I consider family as very important and my main core value in life. Everything I think and do revolves around my family along with everything I have done, I took my family into consideration. After giving it some thought, one significant event that occurred years ago may have greatly stapled family as vital in my life. I grew up living with my grandparents and my mom. It was just us until she met who would later become my father. After my brother was born and the wedding in 2007, I began commenting on the fact that I was the only one with a different last name. I remember begging for years to make a change. Of course, due to my age, I had no clue how much trouble the process would be-it was long and expensive. Between deployments not long after, we began the journey and process. On Thanksgiving morning of 2012, during his deployment, we skyped as normal but it became more than a normal video call. The adoption had been declared official. This situation and event has influenced my personal values. One of my greatest desires is for my children to feel the same way about family that I do. Today I would not be who I am without every member of my family supporting me and making sacrifices. Some may say because of family we make too many sacrifices, including money and time.

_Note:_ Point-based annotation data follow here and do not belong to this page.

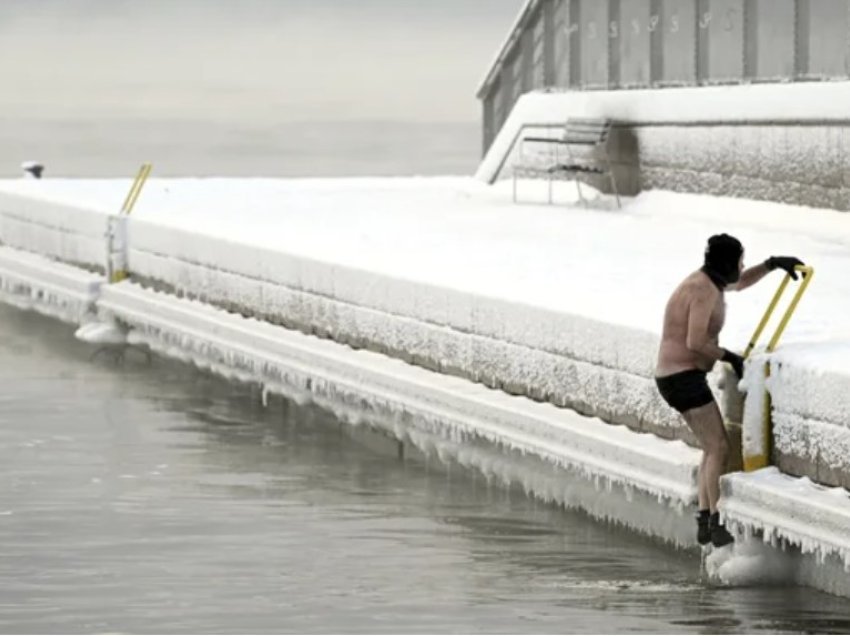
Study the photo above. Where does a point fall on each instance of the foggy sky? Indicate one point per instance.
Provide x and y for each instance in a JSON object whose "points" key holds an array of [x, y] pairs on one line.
{"points": [[290, 60]]}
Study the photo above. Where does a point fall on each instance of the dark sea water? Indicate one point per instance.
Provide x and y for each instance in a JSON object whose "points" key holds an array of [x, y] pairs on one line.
{"points": [[150, 497]]}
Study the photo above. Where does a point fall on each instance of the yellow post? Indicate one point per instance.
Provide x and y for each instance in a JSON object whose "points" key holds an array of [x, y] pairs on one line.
{"points": [[761, 460], [136, 188], [117, 232]]}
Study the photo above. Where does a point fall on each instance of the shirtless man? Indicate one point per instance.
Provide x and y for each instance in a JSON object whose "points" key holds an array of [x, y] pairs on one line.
{"points": [[689, 348]]}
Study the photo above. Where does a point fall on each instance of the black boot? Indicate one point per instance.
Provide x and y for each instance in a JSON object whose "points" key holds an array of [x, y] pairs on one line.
{"points": [[719, 534], [703, 531]]}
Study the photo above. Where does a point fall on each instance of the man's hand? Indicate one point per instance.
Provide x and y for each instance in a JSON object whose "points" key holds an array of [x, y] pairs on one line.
{"points": [[786, 263], [735, 360]]}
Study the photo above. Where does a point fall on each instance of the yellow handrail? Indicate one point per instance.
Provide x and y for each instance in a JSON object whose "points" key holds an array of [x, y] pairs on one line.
{"points": [[136, 188], [755, 462], [807, 273]]}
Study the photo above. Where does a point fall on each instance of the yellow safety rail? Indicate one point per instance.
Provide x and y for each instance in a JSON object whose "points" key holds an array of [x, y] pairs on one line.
{"points": [[755, 462], [117, 235], [135, 190]]}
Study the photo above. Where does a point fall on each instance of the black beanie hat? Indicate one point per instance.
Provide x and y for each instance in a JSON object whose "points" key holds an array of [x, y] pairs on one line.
{"points": [[722, 255]]}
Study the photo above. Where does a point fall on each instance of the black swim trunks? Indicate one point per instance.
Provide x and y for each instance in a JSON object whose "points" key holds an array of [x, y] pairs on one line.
{"points": [[685, 390]]}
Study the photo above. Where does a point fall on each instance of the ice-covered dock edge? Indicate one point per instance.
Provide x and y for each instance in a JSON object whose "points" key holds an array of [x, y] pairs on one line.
{"points": [[433, 367]]}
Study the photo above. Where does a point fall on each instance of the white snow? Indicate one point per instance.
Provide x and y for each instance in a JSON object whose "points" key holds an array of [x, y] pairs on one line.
{"points": [[555, 296], [31, 282], [790, 512], [106, 332]]}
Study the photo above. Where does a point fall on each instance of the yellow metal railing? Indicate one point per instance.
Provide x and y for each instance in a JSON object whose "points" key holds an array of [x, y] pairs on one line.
{"points": [[136, 188], [756, 461], [116, 250]]}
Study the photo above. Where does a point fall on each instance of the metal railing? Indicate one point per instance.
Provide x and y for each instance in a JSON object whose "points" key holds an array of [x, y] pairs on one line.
{"points": [[618, 44]]}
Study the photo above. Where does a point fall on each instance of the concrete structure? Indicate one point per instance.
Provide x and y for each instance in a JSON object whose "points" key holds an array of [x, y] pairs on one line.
{"points": [[621, 44]]}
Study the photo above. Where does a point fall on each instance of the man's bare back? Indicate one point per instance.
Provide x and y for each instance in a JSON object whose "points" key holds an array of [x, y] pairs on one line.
{"points": [[693, 319]]}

Throughout the years, my parents told me to do my best at everything I do and to have fun while doing those activities, thus planting balance into my life. Because I didn’t work throughout high school, my parents would always say “school is your work” and “school comes first”. They definitely made sure to remind me to have fun while working hard. When it came to school I pushed myself to get the grades I wanted and knew my parents were expecting. No, I wasn’t a straight “A” student; however, all my grades were “A’s” and “B’s”. I was inducted into the national honor society, along with my school’s Fin-esse society (another honor society yet with higher qualifications). I graduated summa-cum laude with a 4.2 GPA, along with already finished college classes. I walked across the stage with many medals from all of my accomplishments. I succeeded all this while at the same time balancing my extracurricular activities and time with friends. Along with school, I was involved in numerous sports and activities. My participation was in the marching, concert, and jazz bands. In these bands I was first saxophone and section leader. I played softball and lifted for my weightlifting team. My point is that while having fun within these groups, I balanced successes and hard work. In the future, because I know happiness doesn’t come free, I need the ability to balance home life with work life. One may say living with this value means not living up to one’s full potential because your full focus isn’t on succeeding.
Steadiness and stability is the ability to stand strong and endure change either good or bad. I know I can’t control everything that is thrown at me. Life is beyond our control. Life is never free from disruption or frustrations. Life throws curveballs every now and then like a pitcher in baseball. Thinking about this makes me remember growing up as a military child. Deployment is rather hard on couples let alone children. The parent is gone for long stretches of time-mine typically nine months out of the year. Sometimes one’s deployment could even be extended. Every couple of years we would be moved somewhere new. Switching schools constantly, making new friends, moving and doing it all over again. I know change. Watching my family deal with sudden changes-such as those above-really has made a significance in my life. I want the strength to face the ever-changing flow of life as I know change-no matter what we do-will befall. Some say those who are described as stable can be sensitive when it comes to criticism and they have a hard time saying “No”.
Overall, we all value at least one thing in life whether we know it or not. My main values reflect who I am today. Understanding your own personal values allows you to understand yourself better.